Here’s the good news about the Pittsburgh Pirates this winter: the shopping list is relatively short. No 40-name triage board. They actually have the luxury of being picky with pending free agents. That’s a gift…kind of, so long as you use it to make smart, surgical decisions instead of grabbing every familiar name off the shelf just because you recognize the label.
And on that note, let’s say the quiet part loudly: for many reasons, Tommy Pham shouldn’t be on the return menu. He’s a short-term corner-outfield/DH patch who soaks up at-bats the club should be handing to younger, controllable pieces. The fit is clunky with the timeline, the defense doesn’t move the needle, and the marginal bump you might get in October-ish vibes isn’t worth the developmental tax you’d pay all summer. This team needs clarity, not another revolving door.
Now, two moves do make sense, and they’re very different kinds of bets.
Pirates offseason math says re-sign these two and skip the rest
Andrew McCutchen, OF
Yes, it’s a no-brainer, and not because the 38-year-old is sneaking back into his MVP bag. The slash line (.239/.333/.367) tells you exactly what he is at this stage: a selective, playable OBP, modest pop, and a bat best deployed as a DH/platoon option. But the reason you bring Cutch back for age-39 is everything else.
He’s still one of the few players in the sport who moves turnstiles, who sets standards in a room, who can talk a 23-year-old through a slump at 3:15 and then draw a walk at 7:08 because he refuses to chase. The Pirates are getting younger; leadership isn’t optional when you’re stacking innings and expectations on kids.

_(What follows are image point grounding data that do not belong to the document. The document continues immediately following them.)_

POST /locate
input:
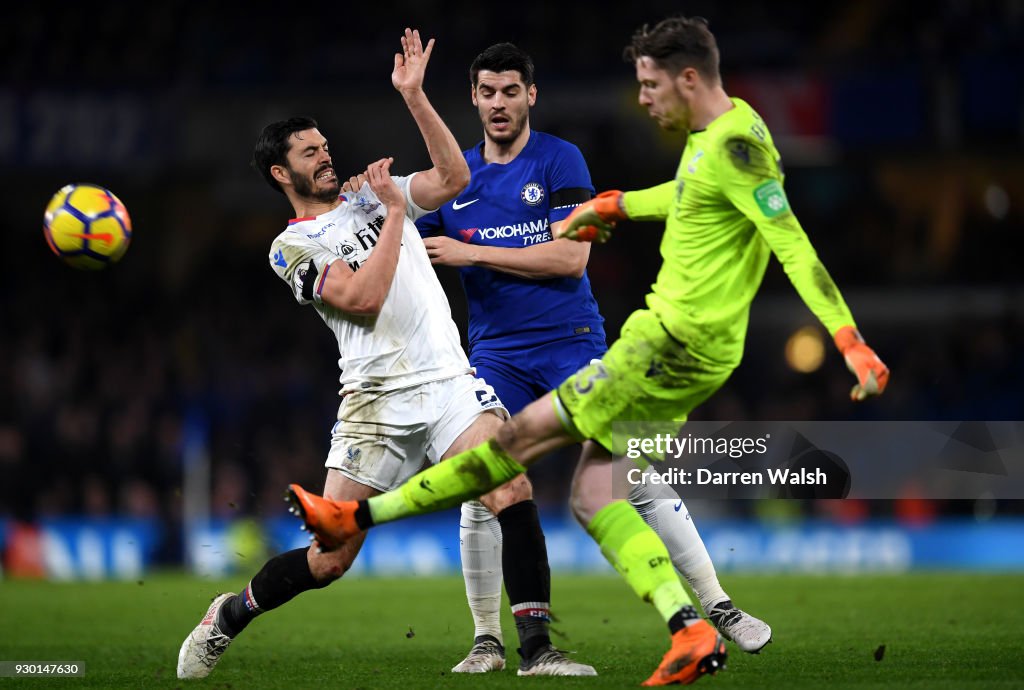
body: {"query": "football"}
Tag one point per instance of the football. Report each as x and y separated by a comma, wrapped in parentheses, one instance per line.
(87, 226)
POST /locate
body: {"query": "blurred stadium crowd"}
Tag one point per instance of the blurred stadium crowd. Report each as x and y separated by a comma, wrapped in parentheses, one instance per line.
(901, 126)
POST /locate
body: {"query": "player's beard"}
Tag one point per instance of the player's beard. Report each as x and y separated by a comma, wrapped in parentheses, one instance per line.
(516, 123)
(306, 187)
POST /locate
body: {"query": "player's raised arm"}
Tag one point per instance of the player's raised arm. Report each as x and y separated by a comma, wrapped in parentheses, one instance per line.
(450, 174)
(755, 186)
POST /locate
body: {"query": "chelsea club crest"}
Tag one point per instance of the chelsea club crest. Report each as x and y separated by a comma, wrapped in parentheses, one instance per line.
(532, 193)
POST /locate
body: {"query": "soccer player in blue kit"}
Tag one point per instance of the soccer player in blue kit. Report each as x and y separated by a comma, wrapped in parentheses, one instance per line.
(532, 322)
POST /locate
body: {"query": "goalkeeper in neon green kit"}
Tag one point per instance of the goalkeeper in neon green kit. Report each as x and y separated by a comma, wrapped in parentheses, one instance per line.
(724, 214)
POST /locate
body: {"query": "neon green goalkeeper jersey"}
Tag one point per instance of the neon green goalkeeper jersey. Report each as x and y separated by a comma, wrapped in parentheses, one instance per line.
(724, 214)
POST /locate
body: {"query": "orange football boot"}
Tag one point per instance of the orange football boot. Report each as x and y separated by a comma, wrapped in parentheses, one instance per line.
(330, 522)
(696, 650)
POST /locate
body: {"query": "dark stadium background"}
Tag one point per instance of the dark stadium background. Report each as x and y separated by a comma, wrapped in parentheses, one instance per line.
(900, 126)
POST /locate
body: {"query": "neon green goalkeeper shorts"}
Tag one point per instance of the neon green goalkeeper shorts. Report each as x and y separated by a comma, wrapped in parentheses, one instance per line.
(645, 376)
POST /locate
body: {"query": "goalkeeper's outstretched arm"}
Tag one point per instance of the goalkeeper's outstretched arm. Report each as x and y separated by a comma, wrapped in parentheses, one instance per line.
(594, 220)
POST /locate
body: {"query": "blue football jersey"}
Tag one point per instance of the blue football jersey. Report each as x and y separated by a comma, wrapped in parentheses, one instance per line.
(513, 205)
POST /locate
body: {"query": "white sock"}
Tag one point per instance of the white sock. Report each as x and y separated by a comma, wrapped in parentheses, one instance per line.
(480, 546)
(662, 508)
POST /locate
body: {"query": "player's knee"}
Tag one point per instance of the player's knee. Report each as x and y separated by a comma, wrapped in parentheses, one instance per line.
(509, 493)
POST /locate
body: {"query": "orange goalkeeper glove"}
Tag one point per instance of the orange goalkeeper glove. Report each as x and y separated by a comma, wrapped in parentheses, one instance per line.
(593, 220)
(871, 373)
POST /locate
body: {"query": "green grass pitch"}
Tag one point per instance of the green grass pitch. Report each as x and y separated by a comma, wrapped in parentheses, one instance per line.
(939, 631)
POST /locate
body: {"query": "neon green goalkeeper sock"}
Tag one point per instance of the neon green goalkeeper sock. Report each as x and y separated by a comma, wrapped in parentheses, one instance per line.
(446, 484)
(639, 556)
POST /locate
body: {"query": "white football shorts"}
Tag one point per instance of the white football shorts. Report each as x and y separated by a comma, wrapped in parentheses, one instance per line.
(383, 438)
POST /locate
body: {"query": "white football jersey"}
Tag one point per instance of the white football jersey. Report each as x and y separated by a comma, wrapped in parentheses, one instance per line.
(413, 340)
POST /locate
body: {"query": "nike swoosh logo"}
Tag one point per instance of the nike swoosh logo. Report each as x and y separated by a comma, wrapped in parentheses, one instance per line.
(101, 236)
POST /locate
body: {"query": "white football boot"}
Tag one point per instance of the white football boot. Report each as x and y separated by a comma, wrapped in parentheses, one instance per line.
(202, 649)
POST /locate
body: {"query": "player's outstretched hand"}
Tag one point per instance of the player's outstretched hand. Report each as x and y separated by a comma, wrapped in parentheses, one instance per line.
(872, 375)
(449, 252)
(379, 176)
(593, 220)
(411, 63)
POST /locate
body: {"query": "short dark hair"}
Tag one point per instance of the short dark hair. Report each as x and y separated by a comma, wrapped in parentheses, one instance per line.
(503, 57)
(272, 145)
(675, 44)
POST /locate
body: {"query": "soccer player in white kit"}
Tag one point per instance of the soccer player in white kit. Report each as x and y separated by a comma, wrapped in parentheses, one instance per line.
(408, 390)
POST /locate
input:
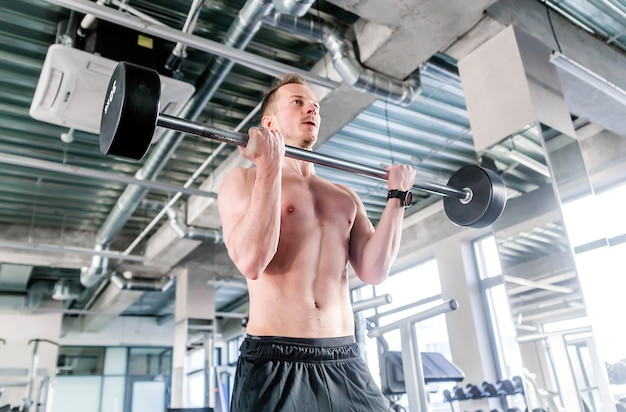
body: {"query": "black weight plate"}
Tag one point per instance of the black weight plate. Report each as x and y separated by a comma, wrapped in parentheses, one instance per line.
(487, 204)
(130, 111)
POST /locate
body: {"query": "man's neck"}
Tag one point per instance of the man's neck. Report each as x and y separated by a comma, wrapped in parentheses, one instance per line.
(300, 167)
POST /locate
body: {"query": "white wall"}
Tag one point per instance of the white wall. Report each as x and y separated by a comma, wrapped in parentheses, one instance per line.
(123, 331)
(16, 354)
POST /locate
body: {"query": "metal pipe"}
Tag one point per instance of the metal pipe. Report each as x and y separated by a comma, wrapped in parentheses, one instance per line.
(240, 139)
(97, 174)
(344, 59)
(45, 247)
(447, 306)
(252, 61)
(239, 35)
(144, 285)
(371, 303)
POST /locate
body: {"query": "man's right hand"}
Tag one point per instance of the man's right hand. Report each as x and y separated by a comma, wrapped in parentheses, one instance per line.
(265, 148)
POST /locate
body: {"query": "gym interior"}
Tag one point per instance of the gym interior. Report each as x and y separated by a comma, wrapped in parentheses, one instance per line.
(117, 293)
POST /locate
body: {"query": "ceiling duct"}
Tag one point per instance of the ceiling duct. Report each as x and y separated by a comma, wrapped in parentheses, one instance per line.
(296, 8)
(240, 33)
(142, 285)
(401, 92)
(590, 96)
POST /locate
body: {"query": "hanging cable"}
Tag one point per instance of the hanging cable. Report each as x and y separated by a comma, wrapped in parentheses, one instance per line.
(388, 133)
(552, 26)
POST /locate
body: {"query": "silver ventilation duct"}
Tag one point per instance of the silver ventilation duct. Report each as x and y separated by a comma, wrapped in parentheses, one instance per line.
(401, 92)
(296, 8)
(246, 24)
(142, 285)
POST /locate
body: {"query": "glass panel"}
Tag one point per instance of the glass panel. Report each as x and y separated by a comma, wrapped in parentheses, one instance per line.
(148, 396)
(76, 394)
(115, 361)
(543, 168)
(75, 360)
(113, 391)
(150, 361)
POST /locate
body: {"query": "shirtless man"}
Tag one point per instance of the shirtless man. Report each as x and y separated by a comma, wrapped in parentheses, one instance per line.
(292, 235)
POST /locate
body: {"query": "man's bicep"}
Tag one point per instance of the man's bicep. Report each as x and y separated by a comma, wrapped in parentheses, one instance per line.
(232, 200)
(361, 232)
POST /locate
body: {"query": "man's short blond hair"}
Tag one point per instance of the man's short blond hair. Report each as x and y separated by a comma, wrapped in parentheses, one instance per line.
(267, 105)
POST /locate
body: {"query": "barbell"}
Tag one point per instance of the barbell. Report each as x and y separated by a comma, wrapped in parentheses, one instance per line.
(473, 197)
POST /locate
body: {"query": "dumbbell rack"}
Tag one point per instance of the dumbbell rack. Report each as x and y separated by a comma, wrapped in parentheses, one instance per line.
(502, 389)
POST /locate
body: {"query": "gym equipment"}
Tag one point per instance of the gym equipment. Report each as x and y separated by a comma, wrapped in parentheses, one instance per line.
(412, 365)
(475, 197)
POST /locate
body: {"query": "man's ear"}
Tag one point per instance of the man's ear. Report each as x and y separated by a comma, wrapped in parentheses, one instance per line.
(267, 121)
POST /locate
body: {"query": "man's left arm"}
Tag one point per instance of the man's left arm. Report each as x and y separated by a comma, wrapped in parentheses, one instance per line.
(372, 252)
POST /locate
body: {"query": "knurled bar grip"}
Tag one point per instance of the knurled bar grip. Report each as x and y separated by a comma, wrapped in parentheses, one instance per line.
(240, 139)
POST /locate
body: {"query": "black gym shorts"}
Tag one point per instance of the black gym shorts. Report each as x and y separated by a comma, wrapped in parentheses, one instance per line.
(304, 375)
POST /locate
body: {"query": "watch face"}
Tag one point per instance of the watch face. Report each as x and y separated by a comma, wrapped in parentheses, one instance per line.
(408, 199)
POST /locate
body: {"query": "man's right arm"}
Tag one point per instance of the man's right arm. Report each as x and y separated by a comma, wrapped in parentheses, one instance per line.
(249, 207)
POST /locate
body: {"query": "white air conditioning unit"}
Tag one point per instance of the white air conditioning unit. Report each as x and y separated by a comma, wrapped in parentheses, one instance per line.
(72, 85)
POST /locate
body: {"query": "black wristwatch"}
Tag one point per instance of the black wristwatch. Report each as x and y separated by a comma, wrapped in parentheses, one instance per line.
(405, 197)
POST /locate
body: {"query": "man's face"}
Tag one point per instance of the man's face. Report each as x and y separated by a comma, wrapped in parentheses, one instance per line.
(295, 115)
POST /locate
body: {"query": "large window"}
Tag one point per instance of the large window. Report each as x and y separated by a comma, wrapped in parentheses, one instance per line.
(504, 336)
(412, 290)
(99, 379)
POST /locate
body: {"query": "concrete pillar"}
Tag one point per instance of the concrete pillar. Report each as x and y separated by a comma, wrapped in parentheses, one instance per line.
(467, 328)
(194, 314)
(509, 83)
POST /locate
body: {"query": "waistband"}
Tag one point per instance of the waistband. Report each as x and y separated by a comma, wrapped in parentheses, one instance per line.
(300, 349)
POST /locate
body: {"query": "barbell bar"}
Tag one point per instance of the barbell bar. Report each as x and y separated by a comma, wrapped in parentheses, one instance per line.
(474, 196)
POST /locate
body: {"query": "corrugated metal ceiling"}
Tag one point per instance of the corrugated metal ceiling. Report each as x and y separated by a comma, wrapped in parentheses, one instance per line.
(432, 133)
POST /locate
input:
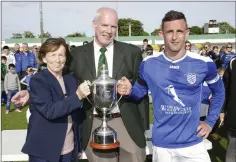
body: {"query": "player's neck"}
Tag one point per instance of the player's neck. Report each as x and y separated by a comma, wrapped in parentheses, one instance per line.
(175, 55)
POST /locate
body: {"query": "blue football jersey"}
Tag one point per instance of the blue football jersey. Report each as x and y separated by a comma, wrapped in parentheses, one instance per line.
(176, 88)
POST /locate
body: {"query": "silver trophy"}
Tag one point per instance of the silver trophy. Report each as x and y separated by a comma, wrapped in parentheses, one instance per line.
(103, 98)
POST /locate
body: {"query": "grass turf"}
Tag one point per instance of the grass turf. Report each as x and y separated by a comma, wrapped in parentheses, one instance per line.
(15, 120)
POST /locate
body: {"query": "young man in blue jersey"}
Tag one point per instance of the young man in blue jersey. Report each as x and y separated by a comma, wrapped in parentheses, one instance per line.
(175, 80)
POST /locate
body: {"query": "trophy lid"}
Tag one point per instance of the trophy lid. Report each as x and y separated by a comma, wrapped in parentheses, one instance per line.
(104, 77)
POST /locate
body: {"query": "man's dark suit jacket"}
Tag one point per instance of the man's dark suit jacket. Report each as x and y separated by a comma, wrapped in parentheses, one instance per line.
(126, 62)
(49, 116)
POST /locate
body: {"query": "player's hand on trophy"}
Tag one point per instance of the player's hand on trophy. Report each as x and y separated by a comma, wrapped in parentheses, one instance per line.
(83, 90)
(124, 86)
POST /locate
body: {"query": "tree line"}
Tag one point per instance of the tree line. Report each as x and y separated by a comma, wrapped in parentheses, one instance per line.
(136, 30)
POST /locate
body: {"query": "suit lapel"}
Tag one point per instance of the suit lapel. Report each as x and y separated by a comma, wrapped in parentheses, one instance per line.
(118, 58)
(55, 84)
(89, 58)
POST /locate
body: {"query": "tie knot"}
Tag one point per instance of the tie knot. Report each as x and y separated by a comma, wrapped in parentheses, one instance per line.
(103, 50)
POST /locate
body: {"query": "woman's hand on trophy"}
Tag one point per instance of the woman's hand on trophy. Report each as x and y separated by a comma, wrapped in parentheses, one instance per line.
(124, 86)
(83, 90)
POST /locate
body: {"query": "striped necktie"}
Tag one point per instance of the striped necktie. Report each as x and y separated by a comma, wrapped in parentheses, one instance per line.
(102, 60)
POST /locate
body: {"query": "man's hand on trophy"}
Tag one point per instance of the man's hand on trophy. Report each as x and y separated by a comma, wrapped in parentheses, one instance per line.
(83, 90)
(124, 86)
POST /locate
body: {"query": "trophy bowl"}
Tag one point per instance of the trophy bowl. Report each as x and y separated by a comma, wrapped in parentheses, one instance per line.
(103, 98)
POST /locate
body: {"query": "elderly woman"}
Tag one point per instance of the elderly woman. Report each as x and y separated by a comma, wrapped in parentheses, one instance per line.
(55, 102)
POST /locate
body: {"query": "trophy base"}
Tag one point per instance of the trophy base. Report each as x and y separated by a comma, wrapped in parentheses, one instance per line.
(104, 147)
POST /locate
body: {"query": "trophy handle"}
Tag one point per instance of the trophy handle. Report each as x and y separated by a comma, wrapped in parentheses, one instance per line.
(119, 99)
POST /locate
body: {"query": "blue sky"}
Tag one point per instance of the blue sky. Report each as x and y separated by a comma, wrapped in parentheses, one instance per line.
(62, 18)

If he wants it, and he’s earned the right to decide, give him a discounted one-year deal with reachable incentives, keep him in a clearly defined DH/bench-bat role, and let him be the connective tissue between the franchise’s past and the group trying to own its future. He doesn’t need to be 2013 Cutch; he just needs to be Pittsburgh’s adult in the room who can still grind quality plate appearances and model what “professional” looks like, night
Nick Solak, UTIL
We know, we know: recommending a 30-year-old “Quad-A” guy is how you get quote-tweeted. But peel back the snark and look at the problem you’re trying to solve. Second base was a mess in 2025 — 20th in WAR (1.3) and a brutal -16.5 Off at the position. That’s not a slump; that’s a hole. Solak didn’t exactly light the majors on fire in a tiny 11-PA cameo (one hit, two Ks), but Triple-A Indianapolis is where this gets interesting: 111 games of .332/.411/.492 with 14 homers and 73 RBI is not just “warm body” production. It’s sustained contact, zone control, and gap juice over a full sample.
One caveat to flag: this calculus could change quickly if top prospect Termarr Johnson is installed at his natural spot at second base, as most evaluators believe that’s his long-term home. But until the Pirates truly settle shortstop for the long haul, it’s safer to play it conservative and keep Solak available as affordable insurance.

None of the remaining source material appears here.